I am trying to convert a data type object to a float in Pandas, but I cannot fix this error. How can I solve this?
dataset: https://drive.google.com/file/d/1fWUG__B-11mV2td-eoqS7eF1eADnsdRs/view
Output exceeds the size limit. Open the full output data in a text editor
---------------------------------------------------------------------------
ValueError Traceback (most recent call last)
d:\Overdose AI\part_a.ipynb Cell 4 in 1
----> 1 df["quantity tons"] = df["quantity tons"].astype(float)
File c:\Users\Admin\AppData\Local\Programs\Python\Python310\lib\site-packages\pandas\core\generic.py:6245, in NDFrame.astype(self, dtype, copy, errors)
6238 results = [
6239 self.iloc[:, i].astype(dtype, copy=copy)

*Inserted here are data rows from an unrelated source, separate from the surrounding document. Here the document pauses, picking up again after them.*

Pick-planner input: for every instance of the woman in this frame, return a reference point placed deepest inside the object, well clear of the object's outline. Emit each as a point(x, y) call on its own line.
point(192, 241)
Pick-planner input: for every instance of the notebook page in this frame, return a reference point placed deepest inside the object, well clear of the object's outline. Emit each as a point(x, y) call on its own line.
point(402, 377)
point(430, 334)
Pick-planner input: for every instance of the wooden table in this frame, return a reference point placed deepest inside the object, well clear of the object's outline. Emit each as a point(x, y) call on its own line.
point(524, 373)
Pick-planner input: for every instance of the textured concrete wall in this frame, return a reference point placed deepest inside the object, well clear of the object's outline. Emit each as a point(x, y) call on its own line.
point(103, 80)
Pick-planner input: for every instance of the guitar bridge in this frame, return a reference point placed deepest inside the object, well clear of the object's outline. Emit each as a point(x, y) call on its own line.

6240 for i in range(len(self.columns))
6241 ]
6243 else:
6244 # else, only a single dtype is given
-> 6245 new_data = self._mgr.astype(dtype=dtype, copy=copy, errors=errors)
6246 return self._constructor(new_data).__finalize__(self, method="astype")
6248 # GH 33113: handle empty frame or series
File c:\Users\Admin\AppData\Local\Programs\Python\Python310\lib\site-packages\pandas\core\internals\managers.py:446, in BaseBlockManager.astype(self, dtype, copy, errors)
445 def astype(self: T, dtype, copy: bool = False, errors: str = "raise") -> T:
--> 446 return self.apply("astype", dtype=dtype, copy=copy, errors=errors)
File c:\Users\Admin\AppData\Local\Programs\Python\Python310\lib\site-packages\pandas\core\internals\managers.py:348, in BaseBlockManager.apply(self, f, align_keys, ignore_failures, **kwargs)
346 applied = b.apply(f, **kwargs)
347 else:
--> 348 applied = getattr(b, f)(**kwargs)
349 except (TypeError, NotImplementedError):
...
169 # Explicit copy, or required since NumPy can't view from / to object.
--> 170 return arr.astype(dtype, copy=True)
172 return arr.astype(dtype, copy=copy)
ValueError: could not convert string to float: 'e'
>Solution :
The problem is that there is a sting "e" in ‘quantity tons’ column (line 173088) in the file you provided.
To avoid this issue, I would suggest to check whether a column has any strings before changing its dtype. You can use the following code:
df[df['quantity tons'].apply(lambda x: isinstance(x, str))]
The output will show you only the rows where ‘quantity tons’ column contains strings.